Invest in the new Mercenary Army
By John Markman
Companies supplying military contractors are the third largest contributor of forces to Iraq, proof that private armies are big business. If you have the stomach for profiting from conflict, here are the companies on the front lines.
Considering all the flak that President Bush has endured for ordering 20,000 more troops to Baghdad, it's a wonder that he didn't just pick up the phone and dial 1-800-MERCENARY.
That's what the Pentagon is likely to do anyway, as it has throughout the Iraq conflict. Thanks to loopholes in the law and budgeting process, upward of 20,000 private military contractors -- sadly, the term mercenary is passé -- are believed to be at work for the United States in the region, and their ranks are growing all the time.
We've outsourced airliner and parka manufacturing to foreigners, after all. Why not the messy job of fighting, not to mention translating and spying? Independent companies are now the third largest contributor of forces to Iraq, after regular American and British troops.

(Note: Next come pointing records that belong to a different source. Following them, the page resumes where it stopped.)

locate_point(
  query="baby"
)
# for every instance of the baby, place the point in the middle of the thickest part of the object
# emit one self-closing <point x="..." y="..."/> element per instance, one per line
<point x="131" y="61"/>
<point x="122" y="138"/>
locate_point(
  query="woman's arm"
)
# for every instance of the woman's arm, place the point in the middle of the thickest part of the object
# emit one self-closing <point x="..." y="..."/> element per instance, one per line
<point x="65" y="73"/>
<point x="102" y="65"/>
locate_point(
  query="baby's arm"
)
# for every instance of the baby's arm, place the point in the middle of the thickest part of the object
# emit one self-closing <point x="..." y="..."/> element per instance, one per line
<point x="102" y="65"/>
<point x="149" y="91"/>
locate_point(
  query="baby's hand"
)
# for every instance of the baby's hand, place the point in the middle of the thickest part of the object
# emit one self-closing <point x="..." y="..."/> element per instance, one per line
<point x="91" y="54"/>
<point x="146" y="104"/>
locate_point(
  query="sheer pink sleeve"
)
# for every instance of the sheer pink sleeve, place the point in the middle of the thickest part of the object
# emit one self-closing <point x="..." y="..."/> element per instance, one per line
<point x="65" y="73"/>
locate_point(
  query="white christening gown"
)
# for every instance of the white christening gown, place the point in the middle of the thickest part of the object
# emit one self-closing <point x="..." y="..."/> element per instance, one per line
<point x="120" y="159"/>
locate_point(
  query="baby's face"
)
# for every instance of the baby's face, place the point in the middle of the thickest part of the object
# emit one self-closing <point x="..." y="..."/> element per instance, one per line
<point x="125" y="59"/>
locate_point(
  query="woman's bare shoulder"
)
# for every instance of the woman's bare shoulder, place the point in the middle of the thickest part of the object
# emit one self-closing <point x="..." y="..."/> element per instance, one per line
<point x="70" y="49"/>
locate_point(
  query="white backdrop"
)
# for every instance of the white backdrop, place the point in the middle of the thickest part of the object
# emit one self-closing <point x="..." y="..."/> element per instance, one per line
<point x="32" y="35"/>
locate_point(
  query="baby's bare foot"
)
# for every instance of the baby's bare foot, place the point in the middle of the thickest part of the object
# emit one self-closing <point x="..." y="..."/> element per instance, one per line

This has meant big bucks for a handful of little-known companies with Defense Department contracts. The most well-known of the bunch is privately held Blackwater USA, a secretive outfit run by a former Navy SEAL that hires commandos from as far away as Chile, Bosnia and the Philippines to fight our wars and protect our diplomats. When four of its men lost their lives in an unusually savage attack in the Sunni stronghold of Fallujah three years ago, a spotlight was cast on the nasty business of private security forces. But since then, the attention has receded and these companies' influence has grown.
A new type of war profiteer
As the number of U.S. military personnel has fallen to around 1.5 million lately from around 3 million in 1970, the amount of money spent by the Pentagon on military operations has risen at a 6% annual rate from less than $50 billion to a bit more than $150 billion, adjusted for inflation. Much of the differential is being spent on outsourced services, and that is why independent personnel contractors -- a handful of which are public -- have become more important than ever.
If this gives you a chill, look at the bright side. It gives you the opportunity to be an entirely new type of war profiteer. No longer must you make money merely in the bloodless tailwind of mega-cap equipment vendors like Lockheed Martin (LMT, news, msgs) and General Dynamics (GD, news, msgs). You've now got a chance to make a few bucks off the men and women who actually shoot to kill. It's a capitalist version of "24," without the commercial breaks.